3D printing has been instrumental in any number of humanitarian areas, from printing prosthetic limbs for kids to the Korean visual yearbook for blind students. However, one new innovative use is bringing music to those without sight in a pioneering new way.
They can now “see” sheet music.
You’d think that music would be an especially well suited creative endeavor for blind people, considering that their hearing is heightened and is one of their key senses. However, the challenge hasn’t been listening to music, but being able to recreate it on an instrument of their own.
Unless they were able to play by ear, most had no recourse but to be a passive listener, not an active participant. This new innovation is bringing blind people the opportunity to be musicians by putting sheet music into a format that they can “see” and then play on their own.
Now, to be perfectly honest, there are braille music systems in existence. These allow musicians to read music and then play it on their instrument.
The problem is that complex pieces of music don’t translate very well to braille, leaving the performance somewhat lacking, even for performers with immense talent and skill. The new 3D printed music system allows all the complexity and interconnectedness of the world’s most multifaceted music to be translated into a blind-friendly format.
In addition to making it easier for blind musicians to read music, this new system also makes it possible for blind and sighted musicians to collaborate and create music together by ensuring that they’re reading and playing the same music (something that’s often impossible with standard braille-based music).

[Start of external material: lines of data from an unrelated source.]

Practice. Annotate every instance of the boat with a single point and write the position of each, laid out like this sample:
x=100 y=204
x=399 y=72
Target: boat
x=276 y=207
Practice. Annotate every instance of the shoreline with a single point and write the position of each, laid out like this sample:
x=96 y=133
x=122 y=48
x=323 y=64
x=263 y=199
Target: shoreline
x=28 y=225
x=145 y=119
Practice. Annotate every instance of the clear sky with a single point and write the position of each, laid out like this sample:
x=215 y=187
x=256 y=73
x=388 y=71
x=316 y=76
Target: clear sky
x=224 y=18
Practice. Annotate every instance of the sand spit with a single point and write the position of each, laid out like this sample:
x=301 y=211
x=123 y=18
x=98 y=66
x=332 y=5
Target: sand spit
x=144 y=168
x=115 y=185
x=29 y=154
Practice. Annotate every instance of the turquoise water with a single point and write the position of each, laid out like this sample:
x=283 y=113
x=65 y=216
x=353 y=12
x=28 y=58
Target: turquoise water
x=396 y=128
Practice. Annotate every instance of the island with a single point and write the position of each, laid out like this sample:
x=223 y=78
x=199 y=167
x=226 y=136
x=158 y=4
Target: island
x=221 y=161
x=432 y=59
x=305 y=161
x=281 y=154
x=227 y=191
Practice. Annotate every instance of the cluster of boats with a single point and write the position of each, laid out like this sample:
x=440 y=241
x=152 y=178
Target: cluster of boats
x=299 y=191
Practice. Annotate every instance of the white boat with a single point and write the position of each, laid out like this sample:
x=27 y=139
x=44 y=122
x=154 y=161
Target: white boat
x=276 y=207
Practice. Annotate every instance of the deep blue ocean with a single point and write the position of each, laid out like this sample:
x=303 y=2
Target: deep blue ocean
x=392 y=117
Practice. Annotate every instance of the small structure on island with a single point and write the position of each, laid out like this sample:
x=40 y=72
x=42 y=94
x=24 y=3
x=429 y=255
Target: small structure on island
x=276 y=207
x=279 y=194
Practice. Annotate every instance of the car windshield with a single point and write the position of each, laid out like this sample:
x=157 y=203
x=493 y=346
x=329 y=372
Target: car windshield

The project was undertaken at the University of Wisconsin, and was a joint exploration by William Aquite and Yeaji Kim (a blind pianist completing her PhD in the school of music). Thankfully for the project, the school had recently invested in a high quality 3D printer in its Polymer Engineer Center – a Selective Laser Sintering 3D printer that has become “a catalyst for new ideas and opportunities” according to Professor Tim Osswald.
The invention met with so much success that Kim was able to earn her PhD and return to her native Korea, although she remains active in the project. While it’s not quite ready for the mainstream yet, the inventors are still working on and refining it, and hope to be able to share it with the rest of the world in the very near future.
While you hear a lot about how 3D printing is revolutionizing manufacturing, research and development and other fields, this is where the technology truly excels. It enables innovation, invention and provides human ingenuity with new ways to improve the lives of people around the world in virtually any situation imaginable.